Description

The U.S. Cybersecurity and Infrastructure Security Agency (CISA) has alerted organizations to a critical security weakness impacting Johnson Controls, a major provider of smart building and automation solutions. The vulnerability, identified as CVE-2025-26385, has been assigned the highest possible CVSS score of 10, reflecting both its severe potential impact and the relative ease with which it could be exploited. The issue affects the Metasys building automation platform and raises serious concerns for environments that rely on automated control of physical infrastructure. At the center of the issue is improper handling of input data within the Metasys Application and Data Server and associated configuration utilities.
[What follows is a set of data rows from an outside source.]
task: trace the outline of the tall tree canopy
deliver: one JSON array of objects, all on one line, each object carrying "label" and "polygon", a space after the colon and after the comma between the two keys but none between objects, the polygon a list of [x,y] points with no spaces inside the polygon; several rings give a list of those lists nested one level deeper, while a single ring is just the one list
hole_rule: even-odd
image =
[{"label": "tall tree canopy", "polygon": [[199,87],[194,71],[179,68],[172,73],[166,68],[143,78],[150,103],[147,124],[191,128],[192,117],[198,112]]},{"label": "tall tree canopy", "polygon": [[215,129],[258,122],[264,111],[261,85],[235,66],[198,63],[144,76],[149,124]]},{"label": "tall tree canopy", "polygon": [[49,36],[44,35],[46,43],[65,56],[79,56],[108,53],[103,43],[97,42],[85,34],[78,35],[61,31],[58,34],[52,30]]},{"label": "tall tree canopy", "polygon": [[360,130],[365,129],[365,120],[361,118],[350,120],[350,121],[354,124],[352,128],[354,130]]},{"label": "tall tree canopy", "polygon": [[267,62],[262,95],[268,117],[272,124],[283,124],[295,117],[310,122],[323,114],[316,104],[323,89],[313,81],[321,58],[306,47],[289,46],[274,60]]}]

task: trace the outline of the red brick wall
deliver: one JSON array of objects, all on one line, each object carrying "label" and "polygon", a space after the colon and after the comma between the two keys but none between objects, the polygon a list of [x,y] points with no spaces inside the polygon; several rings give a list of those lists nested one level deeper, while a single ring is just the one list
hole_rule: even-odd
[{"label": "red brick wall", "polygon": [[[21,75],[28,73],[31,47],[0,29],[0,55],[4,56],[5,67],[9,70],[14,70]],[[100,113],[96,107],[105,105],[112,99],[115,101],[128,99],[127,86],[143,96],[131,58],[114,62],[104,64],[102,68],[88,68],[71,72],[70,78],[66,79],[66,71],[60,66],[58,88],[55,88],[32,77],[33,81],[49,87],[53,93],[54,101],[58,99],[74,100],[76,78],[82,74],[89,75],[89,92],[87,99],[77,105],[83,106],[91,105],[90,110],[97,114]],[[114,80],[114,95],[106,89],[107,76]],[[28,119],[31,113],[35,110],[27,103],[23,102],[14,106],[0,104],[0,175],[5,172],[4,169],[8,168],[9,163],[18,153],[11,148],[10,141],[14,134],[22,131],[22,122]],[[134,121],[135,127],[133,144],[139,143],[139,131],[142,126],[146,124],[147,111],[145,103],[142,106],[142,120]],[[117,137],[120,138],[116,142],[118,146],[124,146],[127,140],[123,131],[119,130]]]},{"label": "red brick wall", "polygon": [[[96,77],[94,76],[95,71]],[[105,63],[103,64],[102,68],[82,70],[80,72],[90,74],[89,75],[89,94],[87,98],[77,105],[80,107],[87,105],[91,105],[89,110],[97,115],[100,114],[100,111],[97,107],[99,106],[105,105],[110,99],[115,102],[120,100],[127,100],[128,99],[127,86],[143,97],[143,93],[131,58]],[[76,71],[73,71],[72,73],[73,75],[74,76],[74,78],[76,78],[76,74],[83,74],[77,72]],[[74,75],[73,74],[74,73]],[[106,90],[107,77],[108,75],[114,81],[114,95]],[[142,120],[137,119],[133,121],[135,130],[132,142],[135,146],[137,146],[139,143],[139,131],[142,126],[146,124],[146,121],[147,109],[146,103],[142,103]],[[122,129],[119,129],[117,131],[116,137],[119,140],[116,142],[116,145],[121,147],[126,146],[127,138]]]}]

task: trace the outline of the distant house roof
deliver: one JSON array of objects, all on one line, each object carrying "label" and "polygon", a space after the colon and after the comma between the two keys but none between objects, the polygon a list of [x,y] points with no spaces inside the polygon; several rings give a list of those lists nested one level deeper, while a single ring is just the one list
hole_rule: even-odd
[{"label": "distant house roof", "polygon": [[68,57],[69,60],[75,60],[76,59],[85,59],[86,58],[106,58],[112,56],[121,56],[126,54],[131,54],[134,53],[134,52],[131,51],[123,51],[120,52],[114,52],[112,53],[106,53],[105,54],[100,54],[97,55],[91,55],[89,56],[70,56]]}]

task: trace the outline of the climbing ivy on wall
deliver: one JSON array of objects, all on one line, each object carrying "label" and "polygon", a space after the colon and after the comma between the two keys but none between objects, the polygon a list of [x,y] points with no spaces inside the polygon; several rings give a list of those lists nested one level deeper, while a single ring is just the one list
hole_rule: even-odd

This flaw could enable unauthenticated attackers to remotely inject and execute SQL commands, giving them the ability to manipulate or interfere with systems responsible for managing building operations. Beyond the risk of data exposure, successful exploitation could lead to unauthorized modification or deletion of operational data, disruption of building controls, or loss of critical system logs, effectively turning the vulnerability into a command-and-control risk rather than a simple data breach. The exposure spans multiple Metasys components, including ADS and Extended ADX deployments up to version 14.1, LCS8500 and NAE8500 engines running versions between 12.0 and 14.1, as well as the System Configuration Tool and Controller Configuration Tool within their affected version ranges. Johnson Controls and CISA recommend immediate application of the vendor-provided patch (GIV-165989) via the License Portal. Where patching is not immediately feasible, organizations are advised to block inbound traffic on TCP port 1433 to reduce exposure, and to ensure Metasys environments are properly segmented and isolated from untrusted networks in line with the Metasys Release 14 hardening guidance.